4. Eine Entscheidung über den Hilfsantrag, die Antragsteller zum 1. Studienabschnitt zuzulassen, ist nicht veranlasst, da der 1. Studienabschnitt identisch ist mit dem Studienabschnitt Vorklinik (vgl. § 44 Abs. 3 HZV).
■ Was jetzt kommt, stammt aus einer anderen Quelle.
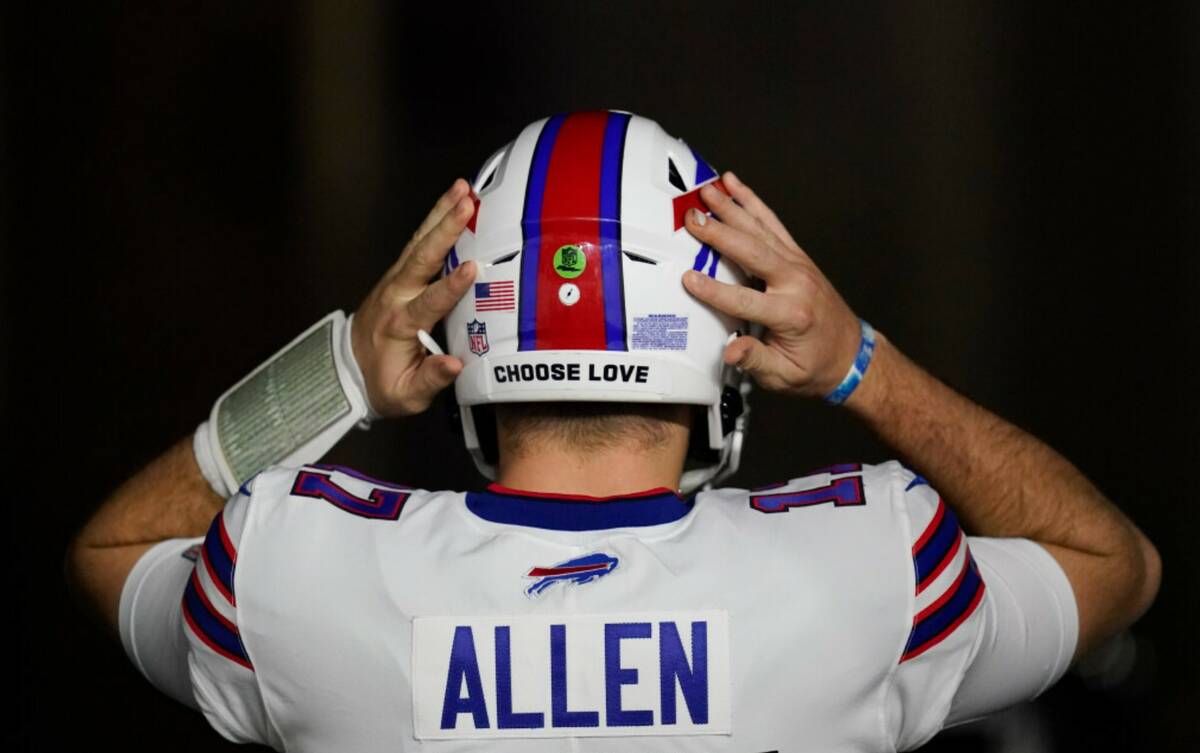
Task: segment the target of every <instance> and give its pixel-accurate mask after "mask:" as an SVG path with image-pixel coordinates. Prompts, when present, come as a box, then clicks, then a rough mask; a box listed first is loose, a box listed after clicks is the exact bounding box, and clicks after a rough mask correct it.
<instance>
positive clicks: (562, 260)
mask: <svg viewBox="0 0 1200 753" xmlns="http://www.w3.org/2000/svg"><path fill="white" fill-rule="evenodd" d="M587 266H588V255H587V254H586V253H583V249H582V248H580V247H578V246H574V245H569V246H559V247H558V251H556V252H554V271H556V272H558V276H559V277H565V278H568V279H575V278H576V277H578V276H580V275H582V273H583V270H584V269H587Z"/></svg>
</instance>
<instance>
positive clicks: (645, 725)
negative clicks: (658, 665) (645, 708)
mask: <svg viewBox="0 0 1200 753" xmlns="http://www.w3.org/2000/svg"><path fill="white" fill-rule="evenodd" d="M649 637H650V624H649V622H618V624H616V625H613V624H608V625H605V626H604V680H605V712H606V716H607V719H608V725H610V727H648V725H650V724H654V712H653V711H626V710H625V709H622V707H620V686H623V685H637V670H636V669H626V668H624V667H622V665H620V641H622V640H623V639H626V638H649ZM672 689H674V688H672Z"/></svg>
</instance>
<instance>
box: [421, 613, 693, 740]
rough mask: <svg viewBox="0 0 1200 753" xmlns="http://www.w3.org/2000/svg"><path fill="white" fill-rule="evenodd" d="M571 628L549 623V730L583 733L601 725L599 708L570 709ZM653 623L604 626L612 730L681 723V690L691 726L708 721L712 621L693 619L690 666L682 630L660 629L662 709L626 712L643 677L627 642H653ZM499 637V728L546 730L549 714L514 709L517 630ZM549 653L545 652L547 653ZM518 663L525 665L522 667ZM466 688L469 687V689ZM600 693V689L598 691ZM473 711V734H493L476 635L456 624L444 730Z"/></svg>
mask: <svg viewBox="0 0 1200 753" xmlns="http://www.w3.org/2000/svg"><path fill="white" fill-rule="evenodd" d="M566 628H568V626H566V625H551V626H550V631H548V633H550V634H548V641H550V706H551V707H550V713H548V717H550V727H552V728H560V729H562V728H566V729H571V728H574V729H583V728H598V727H600V711H599V710H589V709H576V710H572V709H571V707H570V700H569V699H568V686H569V681H568V679H569V675H568V669H569V668H568V663H566V656H568V650H566V640H568V629H566ZM653 628H654V624H652V622H606V624H605V625H604V649H602V650H604V677H602V682H604V698H605V715H604V721H605V725H606V727H650V725H654V724H655V716H658V717H659V719H660V722H659V723H660V724H678V723H679V717H678V709H677V701H676V687H678V688H679V689H680V692H682V694H683V699H684V704H685V706H686V709H688V715H689V717H690V718H691V723H692V724H707V723H708V721H709V682H708V624H707V622H706V621H702V620H697V621H692V622H691V625H690V632H691V662H689V661H688V655H686V652H685V651H684V647H683V640H682V638H680V635H679V627H678V626H677V625H676V624H674V622H670V621H662V622H659V624H658V655H659V662H658V664H659V709H658V715H655V710H654V709H625V707H624V705H623V700H622V691H623V688H624V687H625V686H637V685H638V682H640V673H638V670H637V669H635V668H632V667H625V665H624V664H623V663H622V643H623V641H626V640H647V639H652V638H654V634H653V633H654V629H653ZM494 640H496V706H497V709H496V721H497V724H496V727H497V729H545V728H546V717H547V713H545V711H515V710H514V709H512V639H511V627H510V626H508V625H498V626H496V628H494ZM542 656H545V655H542ZM518 663H520V662H518ZM463 686H466V687H463ZM598 689H599V688H598ZM463 713H469V715H470V716H472V721H473V722H474V727H475V729H487V728H488V725H490V717H488V711H487V700H486V698H485V694H484V683H482V680H481V674H480V670H479V659H478V652H476V650H475V637H474V633H473V632H472V628H470V627H469V626H466V625H458V626H456V627H455V632H454V639H452V644H451V649H450V658H449V662H448V668H446V685H445V692H444V695H443V701H442V729H444V730H449V729H455V728H456V727H457V724H458V717H460V715H463Z"/></svg>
5. Die Kostenentscheidung folgt aus § 154 Abs. 2 VwGO. Die Streitwertfestsetzung beruht auf § 47, § 53 Abs. 2 Nr. 1, § 52 Abs. 1 GKG i.V.m. Nr. 1.5 und Nr. 18.1 des Streitwertkatalogs für die Verwaltungsgerichtsbarkeit in der 2013 aktualisierten Fassung (abgedruckt in Eyermann, VwGO, 15. Aufl. 2019, Anhang) und entspricht der Streitwertfestsetzung in den erstinstanzlichen Verfahren.
Dieser Beschluss ist unanfechtbar (§ 152 Abs. 1 VwGO).